I feed mine laukie mill mice and rat food, apparently designed by rodent breeders for the reptile trade, as well I throw in a bowl of defrosted frozen mixed veggies, my babies are between 45-50 gm at 3.5 weeks when I wean them
I just weighed some of my 4week old rats that I just removed from their mother yesterday and they weighed between 70-80 grams. They were on diet science dog biscuits available from birth( obviously not eating straight away) and biomare for this last week.
 
This is another one that comes down to choice . Just me personal so don't start but I don't keep my rats in tubs [ or my snakes ] they are in an aviary so they can run around and climb , hide etc . I approach their food in the same way , a mix of cummins pellets , wild bird seed and thorough working horse mix . This costs $1 per kilo . Add to that any leftover bread , vegies and table scraps and they have an interesting , healthy and cheap diet . Not scientific but not a feed lot either .
 
I just weighed some of my 4week old rats that I just removed from their mother yesterday and they weighed between 70-80 grams. They were on diet science dog biscuits available from birth( obviously not eating straight away) and biomare for this last week.

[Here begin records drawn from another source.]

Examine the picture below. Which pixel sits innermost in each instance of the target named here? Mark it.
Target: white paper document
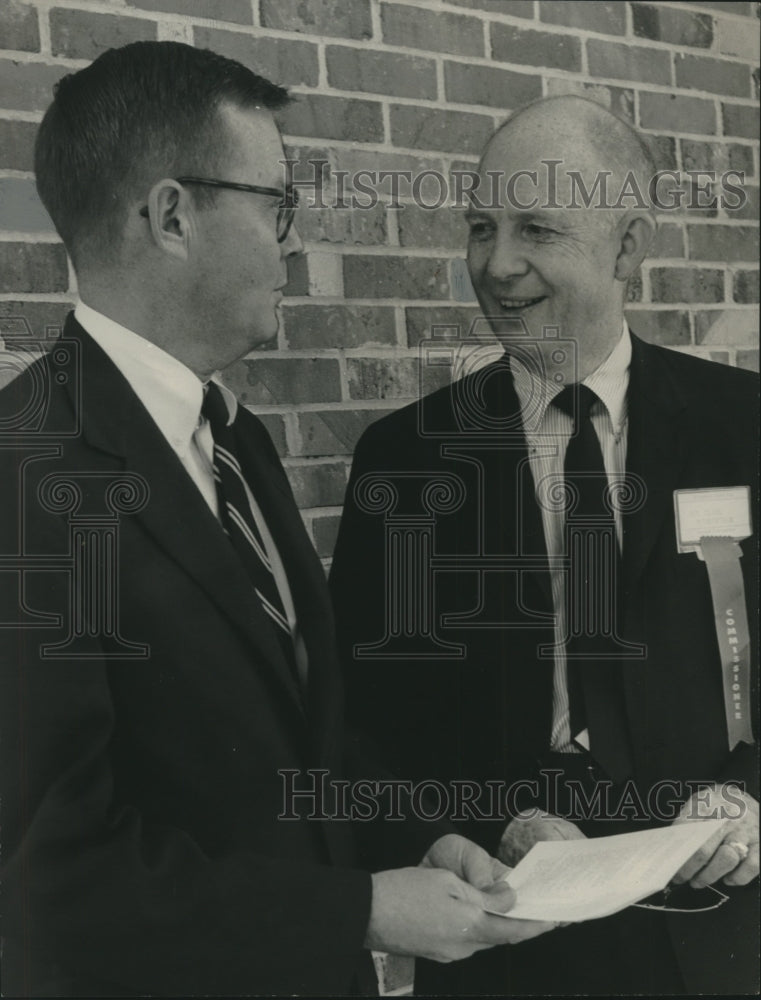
(574, 880)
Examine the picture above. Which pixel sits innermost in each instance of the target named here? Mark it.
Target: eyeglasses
(684, 899)
(286, 209)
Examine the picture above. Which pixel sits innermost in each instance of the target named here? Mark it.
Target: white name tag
(721, 513)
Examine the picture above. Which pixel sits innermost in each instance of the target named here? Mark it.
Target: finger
(699, 859)
(724, 861)
(746, 871)
(498, 870)
(499, 897)
(507, 930)
(477, 867)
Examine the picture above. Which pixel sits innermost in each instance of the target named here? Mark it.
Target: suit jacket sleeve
(143, 907)
(99, 899)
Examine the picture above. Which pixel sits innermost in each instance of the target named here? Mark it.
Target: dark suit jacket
(487, 715)
(142, 850)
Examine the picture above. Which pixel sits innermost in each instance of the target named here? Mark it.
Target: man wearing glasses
(168, 643)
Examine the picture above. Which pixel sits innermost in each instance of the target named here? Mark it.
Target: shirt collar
(610, 382)
(171, 393)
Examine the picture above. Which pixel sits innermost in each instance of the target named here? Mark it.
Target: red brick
(28, 86)
(620, 100)
(318, 484)
(333, 118)
(33, 267)
(395, 277)
(607, 18)
(726, 7)
(17, 144)
(325, 533)
(284, 61)
(686, 284)
(429, 128)
(19, 27)
(489, 85)
(356, 158)
(713, 75)
(236, 11)
(672, 113)
(663, 149)
(628, 62)
(434, 227)
(316, 326)
(740, 119)
(359, 226)
(514, 8)
(319, 17)
(745, 286)
(80, 34)
(716, 156)
(727, 327)
(534, 48)
(334, 432)
(722, 243)
(679, 27)
(634, 287)
(750, 209)
(298, 276)
(259, 381)
(669, 241)
(275, 425)
(21, 210)
(748, 360)
(421, 321)
(393, 378)
(434, 31)
(381, 72)
(660, 326)
(44, 319)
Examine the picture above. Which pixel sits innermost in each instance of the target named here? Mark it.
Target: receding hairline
(615, 140)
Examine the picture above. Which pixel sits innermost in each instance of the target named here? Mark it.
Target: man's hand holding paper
(731, 854)
(530, 827)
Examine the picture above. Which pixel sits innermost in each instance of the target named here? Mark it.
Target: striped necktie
(237, 518)
(594, 673)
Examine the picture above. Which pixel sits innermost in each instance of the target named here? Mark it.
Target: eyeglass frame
(665, 908)
(286, 210)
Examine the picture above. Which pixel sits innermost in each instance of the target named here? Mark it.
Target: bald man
(553, 698)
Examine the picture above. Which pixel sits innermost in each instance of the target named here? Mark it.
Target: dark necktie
(594, 678)
(237, 518)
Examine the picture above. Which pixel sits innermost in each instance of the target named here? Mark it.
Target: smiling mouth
(517, 305)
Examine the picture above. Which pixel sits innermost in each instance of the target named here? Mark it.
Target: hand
(468, 861)
(528, 828)
(431, 913)
(722, 857)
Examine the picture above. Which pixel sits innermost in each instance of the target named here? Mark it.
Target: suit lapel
(655, 454)
(525, 515)
(306, 579)
(176, 515)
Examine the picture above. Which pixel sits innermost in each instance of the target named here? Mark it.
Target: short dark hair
(134, 115)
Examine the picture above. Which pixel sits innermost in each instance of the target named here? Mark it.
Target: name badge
(711, 523)
(712, 513)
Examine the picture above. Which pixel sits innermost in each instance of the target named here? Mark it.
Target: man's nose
(507, 258)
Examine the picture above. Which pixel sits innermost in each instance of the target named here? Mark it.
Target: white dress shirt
(548, 430)
(172, 394)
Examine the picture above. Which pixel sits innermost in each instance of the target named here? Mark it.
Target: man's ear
(636, 232)
(171, 217)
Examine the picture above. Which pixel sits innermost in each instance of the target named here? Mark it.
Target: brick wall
(412, 85)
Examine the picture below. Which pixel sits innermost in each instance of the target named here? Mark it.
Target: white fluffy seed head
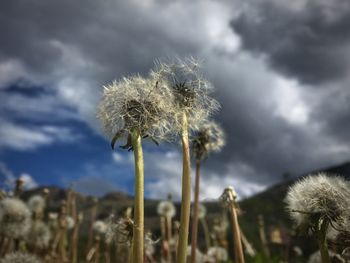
(202, 211)
(119, 231)
(322, 196)
(190, 89)
(36, 204)
(20, 257)
(209, 138)
(99, 227)
(39, 235)
(69, 222)
(217, 254)
(144, 104)
(166, 208)
(15, 218)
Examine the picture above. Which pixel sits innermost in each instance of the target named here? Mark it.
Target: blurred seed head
(200, 257)
(119, 231)
(36, 204)
(20, 257)
(39, 235)
(202, 211)
(217, 254)
(69, 222)
(191, 91)
(166, 208)
(99, 227)
(229, 196)
(15, 218)
(209, 138)
(318, 197)
(149, 244)
(137, 103)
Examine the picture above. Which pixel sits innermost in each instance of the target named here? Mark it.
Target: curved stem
(186, 194)
(322, 242)
(195, 214)
(206, 233)
(138, 232)
(239, 258)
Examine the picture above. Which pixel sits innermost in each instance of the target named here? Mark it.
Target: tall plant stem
(186, 194)
(195, 213)
(322, 242)
(169, 236)
(138, 232)
(239, 258)
(206, 232)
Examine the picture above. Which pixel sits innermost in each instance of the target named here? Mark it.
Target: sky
(280, 70)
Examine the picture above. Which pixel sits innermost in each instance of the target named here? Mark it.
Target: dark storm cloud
(86, 43)
(309, 42)
(115, 37)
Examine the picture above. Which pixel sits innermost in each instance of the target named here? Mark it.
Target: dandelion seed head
(99, 227)
(39, 235)
(217, 254)
(202, 211)
(209, 138)
(20, 257)
(149, 244)
(166, 208)
(137, 103)
(15, 218)
(36, 203)
(229, 196)
(190, 89)
(69, 222)
(119, 231)
(321, 196)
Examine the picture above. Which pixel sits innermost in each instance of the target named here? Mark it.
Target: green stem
(195, 213)
(322, 242)
(186, 195)
(138, 232)
(206, 233)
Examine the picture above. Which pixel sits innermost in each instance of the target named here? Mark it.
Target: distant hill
(269, 204)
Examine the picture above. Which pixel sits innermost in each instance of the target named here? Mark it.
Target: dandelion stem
(206, 233)
(138, 232)
(195, 213)
(186, 194)
(322, 242)
(239, 258)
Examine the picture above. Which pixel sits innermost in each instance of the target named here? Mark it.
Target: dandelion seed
(136, 103)
(319, 196)
(39, 235)
(167, 209)
(15, 218)
(99, 227)
(318, 202)
(20, 257)
(190, 89)
(36, 204)
(209, 138)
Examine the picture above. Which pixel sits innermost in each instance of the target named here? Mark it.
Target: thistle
(192, 105)
(209, 138)
(318, 202)
(228, 198)
(136, 108)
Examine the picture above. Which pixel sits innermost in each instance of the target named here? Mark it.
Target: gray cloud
(275, 122)
(308, 40)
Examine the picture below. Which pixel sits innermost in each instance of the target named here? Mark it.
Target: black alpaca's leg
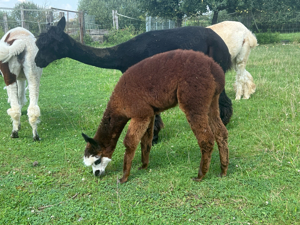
(146, 144)
(225, 106)
(158, 125)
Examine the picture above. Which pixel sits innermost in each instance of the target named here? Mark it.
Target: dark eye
(98, 161)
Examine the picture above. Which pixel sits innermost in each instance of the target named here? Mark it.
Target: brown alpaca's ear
(62, 23)
(89, 140)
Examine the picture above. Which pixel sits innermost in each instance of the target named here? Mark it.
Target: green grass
(292, 37)
(262, 186)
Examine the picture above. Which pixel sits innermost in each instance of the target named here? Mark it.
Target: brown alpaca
(184, 77)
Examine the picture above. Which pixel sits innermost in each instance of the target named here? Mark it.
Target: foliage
(118, 36)
(290, 37)
(267, 38)
(1, 33)
(262, 186)
(87, 39)
(173, 9)
(31, 16)
(11, 22)
(102, 10)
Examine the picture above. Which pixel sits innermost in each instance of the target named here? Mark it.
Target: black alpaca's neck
(110, 129)
(99, 57)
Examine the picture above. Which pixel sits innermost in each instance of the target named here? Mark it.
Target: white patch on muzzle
(90, 161)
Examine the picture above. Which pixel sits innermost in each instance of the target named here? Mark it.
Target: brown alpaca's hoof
(14, 134)
(122, 180)
(222, 174)
(197, 179)
(143, 167)
(36, 138)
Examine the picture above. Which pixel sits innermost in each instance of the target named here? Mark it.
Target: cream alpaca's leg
(15, 110)
(248, 86)
(33, 112)
(22, 91)
(242, 83)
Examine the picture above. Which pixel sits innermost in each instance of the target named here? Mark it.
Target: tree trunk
(178, 22)
(215, 18)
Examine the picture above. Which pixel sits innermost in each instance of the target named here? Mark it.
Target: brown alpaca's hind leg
(205, 137)
(136, 131)
(158, 125)
(221, 135)
(146, 144)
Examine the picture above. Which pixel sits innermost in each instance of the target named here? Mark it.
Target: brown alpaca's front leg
(146, 144)
(136, 131)
(221, 135)
(205, 137)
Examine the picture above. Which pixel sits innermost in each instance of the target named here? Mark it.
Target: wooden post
(113, 14)
(49, 19)
(81, 23)
(22, 17)
(5, 23)
(67, 22)
(61, 14)
(39, 24)
(115, 20)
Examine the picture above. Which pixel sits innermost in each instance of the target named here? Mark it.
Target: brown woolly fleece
(184, 77)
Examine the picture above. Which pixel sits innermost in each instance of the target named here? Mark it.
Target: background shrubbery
(267, 38)
(118, 36)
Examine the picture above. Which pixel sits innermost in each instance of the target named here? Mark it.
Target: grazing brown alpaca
(184, 77)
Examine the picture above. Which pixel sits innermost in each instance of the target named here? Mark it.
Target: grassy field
(262, 186)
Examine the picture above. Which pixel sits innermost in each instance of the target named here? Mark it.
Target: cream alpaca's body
(17, 53)
(239, 41)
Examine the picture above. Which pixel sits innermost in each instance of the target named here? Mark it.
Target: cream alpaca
(239, 41)
(17, 53)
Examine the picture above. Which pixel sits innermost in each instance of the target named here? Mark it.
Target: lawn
(46, 182)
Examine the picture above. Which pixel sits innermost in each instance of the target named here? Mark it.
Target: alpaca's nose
(97, 173)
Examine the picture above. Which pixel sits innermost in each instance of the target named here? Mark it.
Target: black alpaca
(56, 44)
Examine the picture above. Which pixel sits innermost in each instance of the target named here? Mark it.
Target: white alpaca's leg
(238, 87)
(22, 91)
(244, 80)
(249, 86)
(15, 110)
(33, 77)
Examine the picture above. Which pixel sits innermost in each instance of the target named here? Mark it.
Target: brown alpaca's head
(52, 44)
(93, 156)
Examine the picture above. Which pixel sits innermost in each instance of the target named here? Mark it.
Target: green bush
(119, 36)
(87, 38)
(267, 38)
(1, 33)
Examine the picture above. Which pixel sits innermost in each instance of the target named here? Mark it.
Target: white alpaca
(239, 41)
(17, 53)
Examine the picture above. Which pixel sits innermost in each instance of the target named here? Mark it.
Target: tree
(102, 10)
(32, 17)
(218, 5)
(172, 9)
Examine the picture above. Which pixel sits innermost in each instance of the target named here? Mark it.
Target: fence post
(81, 22)
(39, 24)
(148, 23)
(61, 14)
(115, 20)
(67, 22)
(49, 19)
(5, 23)
(22, 17)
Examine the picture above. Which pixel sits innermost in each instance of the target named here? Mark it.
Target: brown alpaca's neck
(109, 130)
(99, 57)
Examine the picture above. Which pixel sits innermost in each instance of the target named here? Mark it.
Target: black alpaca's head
(52, 44)
(93, 156)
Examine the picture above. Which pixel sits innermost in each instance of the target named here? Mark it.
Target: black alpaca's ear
(89, 140)
(62, 23)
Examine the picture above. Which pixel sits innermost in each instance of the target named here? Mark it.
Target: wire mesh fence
(38, 20)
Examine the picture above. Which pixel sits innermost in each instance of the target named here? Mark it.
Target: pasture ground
(262, 186)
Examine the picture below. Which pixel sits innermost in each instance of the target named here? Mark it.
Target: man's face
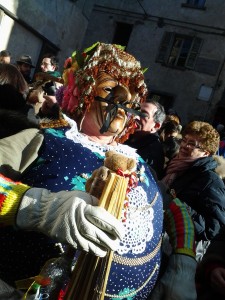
(25, 69)
(46, 65)
(147, 123)
(5, 59)
(97, 114)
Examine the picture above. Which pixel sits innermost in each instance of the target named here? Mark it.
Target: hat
(25, 59)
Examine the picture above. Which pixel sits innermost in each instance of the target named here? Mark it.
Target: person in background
(192, 177)
(168, 129)
(5, 57)
(101, 96)
(146, 139)
(210, 274)
(24, 65)
(9, 74)
(49, 75)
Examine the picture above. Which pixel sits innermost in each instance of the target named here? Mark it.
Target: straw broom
(90, 275)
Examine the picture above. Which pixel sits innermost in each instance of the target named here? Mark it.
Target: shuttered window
(179, 51)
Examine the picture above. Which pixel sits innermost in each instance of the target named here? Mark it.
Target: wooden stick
(91, 269)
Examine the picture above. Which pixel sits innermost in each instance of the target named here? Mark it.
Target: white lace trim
(77, 137)
(139, 223)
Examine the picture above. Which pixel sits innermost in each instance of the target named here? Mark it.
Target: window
(122, 33)
(194, 3)
(178, 50)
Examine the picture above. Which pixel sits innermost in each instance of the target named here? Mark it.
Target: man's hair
(160, 115)
(209, 137)
(53, 59)
(5, 53)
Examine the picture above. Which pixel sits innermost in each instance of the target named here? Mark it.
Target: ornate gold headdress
(80, 75)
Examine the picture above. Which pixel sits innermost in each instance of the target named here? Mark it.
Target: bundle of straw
(90, 275)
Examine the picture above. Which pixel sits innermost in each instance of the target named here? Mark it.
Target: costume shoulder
(220, 169)
(18, 151)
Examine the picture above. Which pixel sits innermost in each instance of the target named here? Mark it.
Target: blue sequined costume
(66, 159)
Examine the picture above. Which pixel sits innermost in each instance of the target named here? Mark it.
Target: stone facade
(181, 44)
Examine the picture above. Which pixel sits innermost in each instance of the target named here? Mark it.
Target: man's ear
(157, 126)
(206, 153)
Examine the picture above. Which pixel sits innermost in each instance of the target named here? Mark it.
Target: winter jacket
(150, 148)
(213, 258)
(203, 190)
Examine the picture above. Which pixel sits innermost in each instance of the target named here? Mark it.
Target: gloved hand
(178, 281)
(70, 217)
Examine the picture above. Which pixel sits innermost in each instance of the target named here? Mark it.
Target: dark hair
(54, 59)
(209, 137)
(160, 115)
(5, 53)
(171, 147)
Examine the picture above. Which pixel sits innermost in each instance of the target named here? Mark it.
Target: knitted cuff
(180, 228)
(11, 193)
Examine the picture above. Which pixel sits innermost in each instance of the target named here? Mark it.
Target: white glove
(69, 218)
(178, 281)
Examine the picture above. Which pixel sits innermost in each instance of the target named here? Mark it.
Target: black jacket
(150, 148)
(201, 188)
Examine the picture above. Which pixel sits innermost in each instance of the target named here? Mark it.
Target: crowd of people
(56, 130)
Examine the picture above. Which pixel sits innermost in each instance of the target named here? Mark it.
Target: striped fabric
(10, 195)
(180, 228)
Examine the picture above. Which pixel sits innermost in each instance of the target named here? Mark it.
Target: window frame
(167, 45)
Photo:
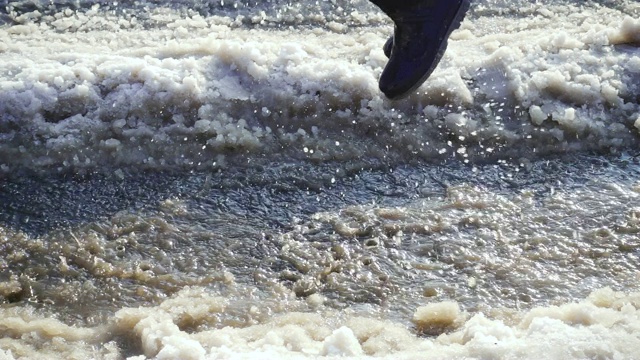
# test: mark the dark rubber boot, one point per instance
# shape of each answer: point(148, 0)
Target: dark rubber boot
point(419, 42)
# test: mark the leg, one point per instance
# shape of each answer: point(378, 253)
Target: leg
point(422, 28)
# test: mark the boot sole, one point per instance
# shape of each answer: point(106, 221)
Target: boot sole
point(455, 24)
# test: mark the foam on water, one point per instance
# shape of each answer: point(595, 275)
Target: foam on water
point(518, 260)
point(604, 325)
point(92, 89)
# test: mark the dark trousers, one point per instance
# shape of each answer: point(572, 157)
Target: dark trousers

that's not bad going, I only feed mine the one cube and lactating mothers get a bowl of veg every now and then, what size litters are ya having? And how old are ya breeding females? I have a young batch at the moment this lot are only on their 3rd litters and the are averaging 10+ a litter. I have just come back from 2 1/2 weeks holidays an had a accident in one of the tubs where the drinker leaked and soaked the substrate and killed all but 3 out of 2 litters so now I have 2 lactating females feeding the 3 pups they should grow pretty fast
 
I think the genetic background of the rats will effect the weight for age more than the food in younger animals. Our weight are about the same as andynics but our females are small by some standards with an average of only 350-450 grams depending upon stage of pregnancy. Ive seen jumbo rats that go 700 to 1000 grams but never disected them to see just how much fat they carry.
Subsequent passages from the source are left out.